CX3CR1 regulates intestinal macrophage homeostasis, bacterial translocation and colitogenic TH17 responses in mice

Abstract

The two most common forms of inflammatory bowel disease (IBD), Crohn's disease and ulcerative colitis, affect approximately 1 million people in the United States. Uncontrolled APC reactivity toward commensal bacteria is implicated in the pathogenesis of the disease. A number of distinct APC populations exist in the intestinal lamina propria (LP), but their relative contributions to inflammation remain unclear. Here, we demonstrate important roles for the chemokine receptor CX3CR1 in maintaining LP macrophage populations, preventing translocation of commensal bacteria to mesenteric lymph nodes (mLNs), and limiting colitogenic Th17 responses. CX3CR1 was expressed in resident LP macrophages but not DCs.

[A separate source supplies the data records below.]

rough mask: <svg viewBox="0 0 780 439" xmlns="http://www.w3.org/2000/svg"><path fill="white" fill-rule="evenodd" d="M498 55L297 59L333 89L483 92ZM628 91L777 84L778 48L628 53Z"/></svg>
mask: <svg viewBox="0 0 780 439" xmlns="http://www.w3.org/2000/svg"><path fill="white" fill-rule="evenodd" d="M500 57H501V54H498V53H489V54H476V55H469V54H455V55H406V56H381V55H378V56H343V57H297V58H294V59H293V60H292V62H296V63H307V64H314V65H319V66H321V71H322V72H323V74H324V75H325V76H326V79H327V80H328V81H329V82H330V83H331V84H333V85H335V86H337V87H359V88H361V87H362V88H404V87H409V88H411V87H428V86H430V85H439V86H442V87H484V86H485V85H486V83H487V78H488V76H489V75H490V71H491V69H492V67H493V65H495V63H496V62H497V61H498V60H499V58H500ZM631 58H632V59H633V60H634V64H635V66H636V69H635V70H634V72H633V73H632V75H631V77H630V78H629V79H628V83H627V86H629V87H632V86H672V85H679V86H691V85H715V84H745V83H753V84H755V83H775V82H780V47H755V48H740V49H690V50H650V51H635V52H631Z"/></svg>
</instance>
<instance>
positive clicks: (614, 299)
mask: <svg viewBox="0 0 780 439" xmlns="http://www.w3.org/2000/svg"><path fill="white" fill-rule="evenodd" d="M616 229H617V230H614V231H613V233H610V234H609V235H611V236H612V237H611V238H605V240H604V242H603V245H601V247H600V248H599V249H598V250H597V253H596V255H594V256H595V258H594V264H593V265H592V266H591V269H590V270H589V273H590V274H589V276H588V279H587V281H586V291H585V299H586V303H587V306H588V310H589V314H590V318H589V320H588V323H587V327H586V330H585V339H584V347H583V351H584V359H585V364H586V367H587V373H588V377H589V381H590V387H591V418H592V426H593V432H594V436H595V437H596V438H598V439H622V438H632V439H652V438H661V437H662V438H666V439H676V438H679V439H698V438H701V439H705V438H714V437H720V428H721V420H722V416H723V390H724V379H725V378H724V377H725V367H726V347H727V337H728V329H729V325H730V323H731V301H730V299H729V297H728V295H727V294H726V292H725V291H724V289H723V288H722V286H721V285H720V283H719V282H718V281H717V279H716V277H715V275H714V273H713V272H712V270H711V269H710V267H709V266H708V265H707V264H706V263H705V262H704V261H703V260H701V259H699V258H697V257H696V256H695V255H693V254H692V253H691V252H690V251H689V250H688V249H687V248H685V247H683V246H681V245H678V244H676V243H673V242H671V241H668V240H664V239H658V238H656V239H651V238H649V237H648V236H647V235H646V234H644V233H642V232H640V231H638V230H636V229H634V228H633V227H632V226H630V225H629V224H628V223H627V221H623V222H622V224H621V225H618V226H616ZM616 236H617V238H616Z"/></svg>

LP macrophages were decreased in two strains of CX3CR1‐knockout mice and in mice deficient in CX3CL1. All these knockout strains displayed markedly increased translocation of commensal bacteria to mLNs. Additionally, the severity of DSS‐induced colitis was dramatically enhanced in the knockout mice as compared with controls. Disease severity could be limited by either administration of neutralizing IL‐17A antibodies or transfer of CX3CR1‐sufficient macrophages. Our data thus suggest key roles for the CX3CR1/CX3CL1 axis in the intestinal mucosa; further clarification of CX3CR1 function will likely direct efforts toward therapeutic intervention for mucosal inflammatory disorders.